Наташа одна из первых встретила его. Она была в домашнем синем платье, в котором она показалась князю Андрею еще лучше, чем в бальном. Она и всё семейство Ростовых приняли князя Андрея, как старого друга, просто и радушно. Всё семейство, которое строго судил прежде князь Андрей, теперь показалось ему составленным из прекрасных, простых и добрых людей. Гостеприимство и добродушие старого графа, особенно мило поразительное в Петербурге, было таково, что князь Андрей не мог отказаться от обеда. «Да, это добрые, славные люди, думал Болконский, разумеется, не понимающие ни на волос того сокровища, которое они имеют в Наташе; но добрые люди, которые составляют наилучший фон для того, чтобы на нем отделялась эта особенно поэтическая, переполненная жизни, прелестная девушка!»
Князь Андрей чувствовал в Наташе присутствие совершенно чуждого для него, особенного мира, преисполненного каких то неизвестных ему радостей, того чуждого мира, который еще тогда, в отрадненской аллее и на окне, в лунную ночь, так дразнил его. Теперь этот мир уже более не дразнил его, не был чуждый мир; но он сам, вступив в него, находил в нем новое для себя наслаждение.
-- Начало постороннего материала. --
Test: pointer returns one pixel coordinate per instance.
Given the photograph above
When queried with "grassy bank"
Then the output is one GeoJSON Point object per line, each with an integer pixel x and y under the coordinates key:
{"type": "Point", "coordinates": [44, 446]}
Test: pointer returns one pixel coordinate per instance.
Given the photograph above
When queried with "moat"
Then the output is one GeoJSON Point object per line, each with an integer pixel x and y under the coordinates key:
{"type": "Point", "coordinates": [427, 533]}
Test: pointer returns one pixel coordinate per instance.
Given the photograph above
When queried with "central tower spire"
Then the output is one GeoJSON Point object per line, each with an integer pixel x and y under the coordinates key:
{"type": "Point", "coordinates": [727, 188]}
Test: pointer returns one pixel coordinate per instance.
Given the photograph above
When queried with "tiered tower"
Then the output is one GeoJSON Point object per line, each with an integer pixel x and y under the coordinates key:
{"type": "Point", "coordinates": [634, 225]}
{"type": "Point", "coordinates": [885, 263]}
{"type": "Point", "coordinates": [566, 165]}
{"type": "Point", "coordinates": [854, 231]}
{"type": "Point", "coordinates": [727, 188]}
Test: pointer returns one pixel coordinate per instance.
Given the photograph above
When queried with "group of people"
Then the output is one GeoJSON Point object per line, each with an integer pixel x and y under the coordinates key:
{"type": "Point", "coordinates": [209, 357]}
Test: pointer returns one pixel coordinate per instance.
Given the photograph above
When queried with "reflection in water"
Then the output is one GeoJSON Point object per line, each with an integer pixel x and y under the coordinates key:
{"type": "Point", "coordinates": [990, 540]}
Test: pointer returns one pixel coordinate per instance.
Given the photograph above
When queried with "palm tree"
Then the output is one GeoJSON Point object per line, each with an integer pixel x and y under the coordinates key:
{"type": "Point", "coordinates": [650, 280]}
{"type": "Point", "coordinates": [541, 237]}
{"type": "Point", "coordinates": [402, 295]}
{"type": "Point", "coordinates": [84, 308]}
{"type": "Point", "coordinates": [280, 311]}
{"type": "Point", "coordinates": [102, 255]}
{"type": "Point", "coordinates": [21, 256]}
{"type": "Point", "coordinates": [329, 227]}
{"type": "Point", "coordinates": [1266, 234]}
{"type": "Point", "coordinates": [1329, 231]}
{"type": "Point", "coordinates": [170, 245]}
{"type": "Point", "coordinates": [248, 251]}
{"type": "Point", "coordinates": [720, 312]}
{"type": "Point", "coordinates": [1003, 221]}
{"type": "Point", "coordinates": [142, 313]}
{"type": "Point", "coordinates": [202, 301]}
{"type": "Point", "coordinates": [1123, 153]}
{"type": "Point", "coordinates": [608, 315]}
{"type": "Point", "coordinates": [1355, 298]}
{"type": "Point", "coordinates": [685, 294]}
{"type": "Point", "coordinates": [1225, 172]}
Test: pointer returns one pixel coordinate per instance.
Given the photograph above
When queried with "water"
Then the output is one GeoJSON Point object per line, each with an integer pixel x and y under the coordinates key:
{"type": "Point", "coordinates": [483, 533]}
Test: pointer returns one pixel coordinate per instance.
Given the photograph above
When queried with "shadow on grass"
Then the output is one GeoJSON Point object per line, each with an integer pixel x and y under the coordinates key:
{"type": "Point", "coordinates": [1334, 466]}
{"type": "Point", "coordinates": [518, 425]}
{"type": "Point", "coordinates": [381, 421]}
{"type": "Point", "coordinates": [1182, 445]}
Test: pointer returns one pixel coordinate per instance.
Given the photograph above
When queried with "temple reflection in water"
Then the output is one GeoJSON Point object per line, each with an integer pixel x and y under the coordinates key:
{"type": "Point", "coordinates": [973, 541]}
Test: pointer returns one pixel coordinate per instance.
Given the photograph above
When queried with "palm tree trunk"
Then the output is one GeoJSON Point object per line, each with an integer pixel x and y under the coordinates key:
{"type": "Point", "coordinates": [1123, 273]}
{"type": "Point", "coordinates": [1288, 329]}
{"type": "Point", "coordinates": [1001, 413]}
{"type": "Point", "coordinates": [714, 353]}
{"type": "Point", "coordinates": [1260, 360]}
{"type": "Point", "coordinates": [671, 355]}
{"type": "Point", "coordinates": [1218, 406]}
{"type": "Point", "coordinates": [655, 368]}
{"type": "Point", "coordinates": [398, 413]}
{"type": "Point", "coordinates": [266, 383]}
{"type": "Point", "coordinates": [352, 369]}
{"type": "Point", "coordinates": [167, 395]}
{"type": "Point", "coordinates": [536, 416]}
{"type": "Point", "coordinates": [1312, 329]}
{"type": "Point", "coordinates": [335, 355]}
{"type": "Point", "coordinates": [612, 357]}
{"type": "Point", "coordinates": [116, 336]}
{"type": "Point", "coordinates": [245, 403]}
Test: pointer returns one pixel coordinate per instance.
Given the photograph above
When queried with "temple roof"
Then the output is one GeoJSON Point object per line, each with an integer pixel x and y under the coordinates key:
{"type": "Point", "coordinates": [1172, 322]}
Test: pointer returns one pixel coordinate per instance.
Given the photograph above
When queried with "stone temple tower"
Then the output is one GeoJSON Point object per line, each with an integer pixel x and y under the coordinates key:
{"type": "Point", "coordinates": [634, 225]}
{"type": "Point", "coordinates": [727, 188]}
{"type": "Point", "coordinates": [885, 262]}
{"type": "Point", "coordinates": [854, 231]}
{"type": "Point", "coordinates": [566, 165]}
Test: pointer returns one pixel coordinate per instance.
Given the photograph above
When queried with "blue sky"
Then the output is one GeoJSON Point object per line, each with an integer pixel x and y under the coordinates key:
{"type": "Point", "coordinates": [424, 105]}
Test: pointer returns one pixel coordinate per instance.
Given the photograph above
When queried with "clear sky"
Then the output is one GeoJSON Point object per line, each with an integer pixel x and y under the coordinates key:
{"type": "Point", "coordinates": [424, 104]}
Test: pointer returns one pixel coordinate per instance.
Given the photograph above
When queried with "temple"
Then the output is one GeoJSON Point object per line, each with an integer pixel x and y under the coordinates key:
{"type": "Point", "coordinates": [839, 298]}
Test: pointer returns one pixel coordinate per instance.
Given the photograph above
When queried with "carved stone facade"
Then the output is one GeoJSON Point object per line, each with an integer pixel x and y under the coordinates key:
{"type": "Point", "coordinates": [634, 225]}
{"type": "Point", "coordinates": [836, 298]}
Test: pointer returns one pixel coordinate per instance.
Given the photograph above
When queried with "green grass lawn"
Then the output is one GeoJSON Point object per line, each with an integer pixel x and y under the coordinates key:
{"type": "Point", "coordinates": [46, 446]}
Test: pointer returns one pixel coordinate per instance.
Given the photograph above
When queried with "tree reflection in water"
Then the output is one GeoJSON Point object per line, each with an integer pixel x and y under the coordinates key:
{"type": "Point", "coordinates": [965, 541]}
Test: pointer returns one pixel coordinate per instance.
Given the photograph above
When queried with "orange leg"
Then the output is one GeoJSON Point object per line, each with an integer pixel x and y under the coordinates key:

После обеда Наташа, по просьбе князя Андрея, пошла к клавикордам и стала петь. Князь Андрей стоял у окна, разговаривая с дамами, и слушал ее. В середине фразы князь Андрей замолчал и почувствовал неожиданно, что к его горлу подступают слезы, возможность которых он не знал за собой. Он посмотрел на поющую Наташу, и в душе его произошло что то новое и счастливое. Он был счастлив и ему вместе с тем было грустно. Ему решительно не об чем было плакать, но он готов был плакать. О чем? О прежней любви? О маленькой княгине? О своих разочарованиях?… О своих надеждах на будущее?… Да и нет. Главное, о чем ему хотелось плакать, была вдруг живо сознанная им страшная противуположность между чем то бесконечно великим и неопределимым, бывшим в нем, и чем то узким и телесным, чем он был сам и даже была она. Эта противуположность томила и радовала его во время ее пения.